Last week, students from around the nation mobilized in protest against sky-high tuition prices and massive student loan debt burdens in the #MillionStudentMarch movement. While there weren’t any protests in held in Nebraska, the issues the movement attempted to address are present in our state and campus as much as anywhere else.

It has become a social and political truism that the United States of America is plagued by student loan debt. The effects of debt are so widely spread among such a broad spectrum of the nation’s population, with everyone having a connection to someone suffering from debt, that the reality of debt is pretty much irrefutable.

However, viewpoints vary when it comes to the factors behind this debt and the solutions proposed to deal with it. Some say the way to avoid debt is to simply work and raise money, although this has been demonstrated to be impossible for all students. Others counsel to shun universities and attend professional programs or fore-go higher education altogether.

Some criticize the diverse required course requirements of many American universities, or the lack of focus in millennials attending college None of these viewpoints address the true demons that possess the American education system. The core of the problem students at American higher education institutions face is that of tuition. Without tuition, there would be no student debt.

American tuition as it stands today is the second-most expensive in the world. With an average tuition rate of $5,402, according to a 2014 study by Organization for Economic Cooperation and Development, the US stands only behind Chile for the most expensive tertiary education system in the universe, and far outstrips other highly-developed nations.

But the American educational landscape wasn’t always so tuition-dominated. One of the factors leading to the tuition spike in recent years has been the wholesale gutting of state university funding. A study conducted by the Dēmos organization uncovered that between 1990 and 2010, “real funding per public full-time equivalent student dropped by 26.1 percent.”

More than a quarter of state funding was slashed in the last few decades, leading to our current predicament: an entire generation of educated citizens who are crippled by loan debt. This burden of debt will have widespread socioeconomic reverberations, limiting economic freedom, reducing
home ownership, even affecting the birth rate as graduates find themselves unable to afford raising a family.

The solution to the loan debt epidemic is simple: increase public funding to universities.

And this burden should be placed not just on the federal government, but the states whose names the universities bear.
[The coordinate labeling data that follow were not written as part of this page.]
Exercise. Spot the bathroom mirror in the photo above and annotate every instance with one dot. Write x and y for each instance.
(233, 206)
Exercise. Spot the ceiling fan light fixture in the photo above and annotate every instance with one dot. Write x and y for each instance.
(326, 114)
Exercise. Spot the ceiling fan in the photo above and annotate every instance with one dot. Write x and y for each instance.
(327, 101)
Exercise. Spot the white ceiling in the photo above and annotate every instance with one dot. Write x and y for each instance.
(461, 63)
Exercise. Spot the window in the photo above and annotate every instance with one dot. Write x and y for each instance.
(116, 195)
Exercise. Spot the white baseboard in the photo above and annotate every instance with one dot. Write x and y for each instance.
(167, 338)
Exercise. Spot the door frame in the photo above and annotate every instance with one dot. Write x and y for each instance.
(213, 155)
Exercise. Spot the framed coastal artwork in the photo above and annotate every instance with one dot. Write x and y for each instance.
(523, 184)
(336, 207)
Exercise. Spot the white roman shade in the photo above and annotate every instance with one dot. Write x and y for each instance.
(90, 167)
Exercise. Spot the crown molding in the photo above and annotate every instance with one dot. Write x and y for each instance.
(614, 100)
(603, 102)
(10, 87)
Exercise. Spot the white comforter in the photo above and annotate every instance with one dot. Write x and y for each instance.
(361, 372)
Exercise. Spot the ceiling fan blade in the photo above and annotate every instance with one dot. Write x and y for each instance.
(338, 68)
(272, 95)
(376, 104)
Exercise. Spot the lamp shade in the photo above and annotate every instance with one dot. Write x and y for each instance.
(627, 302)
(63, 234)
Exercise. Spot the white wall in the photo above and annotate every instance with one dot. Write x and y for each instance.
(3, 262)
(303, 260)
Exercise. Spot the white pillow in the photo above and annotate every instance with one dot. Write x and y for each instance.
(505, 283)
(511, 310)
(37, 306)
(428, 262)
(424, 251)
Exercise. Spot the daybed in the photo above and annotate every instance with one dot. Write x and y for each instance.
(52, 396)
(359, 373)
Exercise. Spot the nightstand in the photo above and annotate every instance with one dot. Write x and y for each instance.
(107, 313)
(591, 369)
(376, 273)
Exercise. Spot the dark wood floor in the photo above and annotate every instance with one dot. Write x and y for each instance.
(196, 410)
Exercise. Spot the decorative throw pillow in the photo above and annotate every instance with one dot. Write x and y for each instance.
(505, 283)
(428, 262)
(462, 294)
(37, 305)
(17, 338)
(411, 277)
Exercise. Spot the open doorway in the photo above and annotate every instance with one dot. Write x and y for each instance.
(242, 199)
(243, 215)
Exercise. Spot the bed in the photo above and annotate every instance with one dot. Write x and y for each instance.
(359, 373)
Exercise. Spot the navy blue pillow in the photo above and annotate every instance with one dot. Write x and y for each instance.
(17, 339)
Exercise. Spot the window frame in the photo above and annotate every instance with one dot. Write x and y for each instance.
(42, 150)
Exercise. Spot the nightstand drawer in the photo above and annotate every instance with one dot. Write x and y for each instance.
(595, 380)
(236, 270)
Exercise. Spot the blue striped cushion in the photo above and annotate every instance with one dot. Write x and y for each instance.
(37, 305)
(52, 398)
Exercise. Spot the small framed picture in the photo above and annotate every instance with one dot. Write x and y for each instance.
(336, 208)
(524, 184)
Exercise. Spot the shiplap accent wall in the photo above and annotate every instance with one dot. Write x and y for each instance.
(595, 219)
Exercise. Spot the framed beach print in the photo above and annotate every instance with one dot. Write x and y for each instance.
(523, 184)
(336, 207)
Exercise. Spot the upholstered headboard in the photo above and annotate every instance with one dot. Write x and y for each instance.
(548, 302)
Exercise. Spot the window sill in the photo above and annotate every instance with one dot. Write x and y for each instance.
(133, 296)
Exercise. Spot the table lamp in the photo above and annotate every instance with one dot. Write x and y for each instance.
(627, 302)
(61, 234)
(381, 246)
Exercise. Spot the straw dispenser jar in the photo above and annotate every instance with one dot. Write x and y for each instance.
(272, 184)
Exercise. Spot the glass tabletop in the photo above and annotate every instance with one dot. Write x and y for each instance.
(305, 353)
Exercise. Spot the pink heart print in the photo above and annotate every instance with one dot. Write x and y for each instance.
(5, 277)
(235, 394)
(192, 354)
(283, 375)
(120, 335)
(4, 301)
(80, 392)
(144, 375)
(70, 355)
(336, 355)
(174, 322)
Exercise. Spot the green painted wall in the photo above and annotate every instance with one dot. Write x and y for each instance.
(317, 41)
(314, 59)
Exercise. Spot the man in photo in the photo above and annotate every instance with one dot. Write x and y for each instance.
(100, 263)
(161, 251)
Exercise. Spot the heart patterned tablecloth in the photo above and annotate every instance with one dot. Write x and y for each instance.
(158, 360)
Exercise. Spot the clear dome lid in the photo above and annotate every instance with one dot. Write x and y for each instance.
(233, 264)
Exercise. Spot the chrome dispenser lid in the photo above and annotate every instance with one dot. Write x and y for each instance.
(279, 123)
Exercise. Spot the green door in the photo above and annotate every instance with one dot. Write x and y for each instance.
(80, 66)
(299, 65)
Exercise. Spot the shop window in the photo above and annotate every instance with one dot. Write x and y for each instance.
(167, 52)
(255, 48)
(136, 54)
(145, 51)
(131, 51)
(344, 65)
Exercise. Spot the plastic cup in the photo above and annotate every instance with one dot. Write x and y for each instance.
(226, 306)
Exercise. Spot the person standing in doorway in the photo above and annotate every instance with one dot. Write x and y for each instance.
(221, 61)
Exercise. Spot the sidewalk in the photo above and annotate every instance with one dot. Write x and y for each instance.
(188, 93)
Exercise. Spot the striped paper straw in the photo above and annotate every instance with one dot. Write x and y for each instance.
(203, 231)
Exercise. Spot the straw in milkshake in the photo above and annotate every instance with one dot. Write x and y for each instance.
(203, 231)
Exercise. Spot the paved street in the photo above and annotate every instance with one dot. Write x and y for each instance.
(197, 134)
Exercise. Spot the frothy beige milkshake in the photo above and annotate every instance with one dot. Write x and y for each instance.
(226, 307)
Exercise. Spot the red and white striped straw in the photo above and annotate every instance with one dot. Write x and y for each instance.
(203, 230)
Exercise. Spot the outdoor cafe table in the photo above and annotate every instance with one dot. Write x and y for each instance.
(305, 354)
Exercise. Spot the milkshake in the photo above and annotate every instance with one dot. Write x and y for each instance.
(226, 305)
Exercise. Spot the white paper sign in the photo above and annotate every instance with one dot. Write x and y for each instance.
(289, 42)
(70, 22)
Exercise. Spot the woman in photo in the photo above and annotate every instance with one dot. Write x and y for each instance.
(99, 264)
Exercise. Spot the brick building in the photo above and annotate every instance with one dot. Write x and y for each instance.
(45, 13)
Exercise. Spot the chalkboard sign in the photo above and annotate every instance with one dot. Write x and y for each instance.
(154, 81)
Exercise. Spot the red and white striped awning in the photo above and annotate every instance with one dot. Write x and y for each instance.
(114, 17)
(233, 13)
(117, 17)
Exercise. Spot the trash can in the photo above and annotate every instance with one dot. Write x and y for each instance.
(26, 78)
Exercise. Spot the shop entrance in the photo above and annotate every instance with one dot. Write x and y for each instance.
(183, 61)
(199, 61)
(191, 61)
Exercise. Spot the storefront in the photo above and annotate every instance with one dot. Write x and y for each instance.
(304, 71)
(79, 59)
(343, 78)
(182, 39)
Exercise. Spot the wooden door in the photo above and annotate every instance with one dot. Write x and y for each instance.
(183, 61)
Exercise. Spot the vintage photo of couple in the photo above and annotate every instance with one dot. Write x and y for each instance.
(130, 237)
According to the University of Nebraska’s 2014-15 Total Budget, system state appropriations funding was 22.0 percent of total 2014-15 proposed budget revenue at $540,009,963, while Federal funding accounted for 21.9 percent of the total estimated revenue at $537,396,056. Tuition covers 10.4 percent of the total revenue, at $253,990,054.

Our university system is essentially a state university in name only, since the state can’t even muster up 1 percent more funding than the federal government. Perhaps the system should change their name to the Federal University at Nebraska, instead of the University of Nebraska.

The high-priced tuition model the nation has embraced by slashing education funding is untenable.

Much damage has already been done, but if states take the initiative and renew funding, and student debt amnesty is provided, those of us currently stuck in the punishing system can be saved from permanent economic impairment.